De Bonapartes hadden overwonnen, zij zouden spoedig genoeg inzien: tot hun eigen nadeel. Eugène en Hortense echter wonnen ieders sympathie door de wijze waarop zij hun moeder trouw bleven, zonder den keizer te beleedigen. In deze zware dagen steunden broeder en zuster elkander. Hortense ondervond van haar man niet de minste hartelijkheid; hij had het trouwens zelf hard te verantwoorden.
Na hevige tooneelen met zijn broer-vazal verklaarde de keizer den 6 December aan het Wetgevend Lichaam dat er groote veranderingen in het koninkrijk Holland noodig zouden zijn. Hortense kwam angstig hem vragen of deze dreigende woorden tegen haar man waren gericht; want al had zij met Louis gebroken, aan zijn koninklijke waardigheid hechtte zij nog altijd voor haarzelf en haar kinderen.
- Versta die woorden zóó dat ge er bang door wordt! snauwde Napoleon. - Je man is een ondankbare; Holland moet met Frankrijk samen gaan; als hij mij tot het uiterste drijft, zal ik hem onder curateele stellen.
- 't Zou beter zijn hem te onttronen dan hem zoo te verlagen, antwoordde Hortense.
- Laat hij zich dan onderwerpen. Geef hem dien raad!

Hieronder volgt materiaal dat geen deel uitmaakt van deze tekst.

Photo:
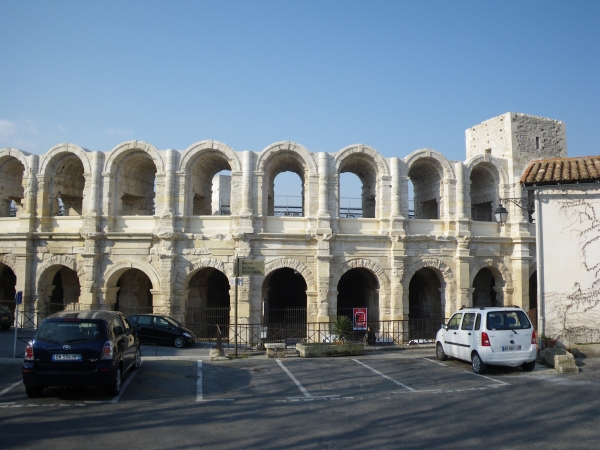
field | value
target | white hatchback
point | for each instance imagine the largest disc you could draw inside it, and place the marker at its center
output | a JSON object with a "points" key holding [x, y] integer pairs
{"points": [[488, 336]]}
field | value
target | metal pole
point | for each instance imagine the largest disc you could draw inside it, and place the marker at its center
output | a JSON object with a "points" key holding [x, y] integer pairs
{"points": [[237, 274], [16, 327]]}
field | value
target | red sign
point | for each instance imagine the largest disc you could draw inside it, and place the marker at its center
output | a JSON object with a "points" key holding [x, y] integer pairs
{"points": [[359, 318]]}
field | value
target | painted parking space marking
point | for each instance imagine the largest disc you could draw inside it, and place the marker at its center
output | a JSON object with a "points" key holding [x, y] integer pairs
{"points": [[384, 376], [10, 387], [116, 398], [199, 392], [489, 378], [307, 395], [435, 362]]}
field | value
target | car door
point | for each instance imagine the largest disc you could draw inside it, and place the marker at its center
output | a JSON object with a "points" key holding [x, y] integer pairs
{"points": [[145, 329], [163, 330], [464, 336], [451, 335]]}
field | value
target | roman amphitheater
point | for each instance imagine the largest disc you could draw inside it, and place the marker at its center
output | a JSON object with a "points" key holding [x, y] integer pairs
{"points": [[148, 230]]}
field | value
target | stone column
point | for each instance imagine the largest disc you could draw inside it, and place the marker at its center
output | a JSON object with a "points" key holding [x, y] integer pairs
{"points": [[397, 215]]}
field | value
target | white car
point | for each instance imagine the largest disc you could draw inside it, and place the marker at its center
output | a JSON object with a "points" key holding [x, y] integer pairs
{"points": [[488, 336]]}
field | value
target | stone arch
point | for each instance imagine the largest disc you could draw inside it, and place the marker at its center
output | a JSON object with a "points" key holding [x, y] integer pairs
{"points": [[368, 154], [286, 157], [198, 166], [372, 266], [444, 164], [499, 165], [9, 152], [65, 179], [125, 148], [272, 150], [60, 149], [431, 175], [184, 275], [196, 150], [9, 260], [499, 270], [281, 263], [440, 268], [371, 169], [57, 261], [113, 272], [14, 182], [136, 179]]}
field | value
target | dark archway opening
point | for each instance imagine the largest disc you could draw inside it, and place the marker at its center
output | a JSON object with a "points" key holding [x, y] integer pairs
{"points": [[208, 303], [532, 313], [66, 291], [284, 294], [424, 305], [8, 281], [484, 293], [134, 295], [358, 288]]}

- Hij zal niet naar mij luisteren.

[131:]

- Des te erger voor je. Je hebt van zijn liefde niet willen weten, nu geeft hij je zijn vertrouwen niet. Als je gewild hadt, zou hij je slaaf zijn geweest en je hadt hem kunnen leiden in het belang van je kinderen.
Hortense voelde dat het te laat was, dat alle pogingen vergeefsch zouden zijn, en zij beproefde niet op welke wijze dan ook haar man te beïnvloeden. Zij volgde haar moeder eerst naar het kasteel Navarre in Normandië, later naar Malmaison, dat Josephine met groote kosten tot een allerbekoorlijkst verblijf had doen inrichten.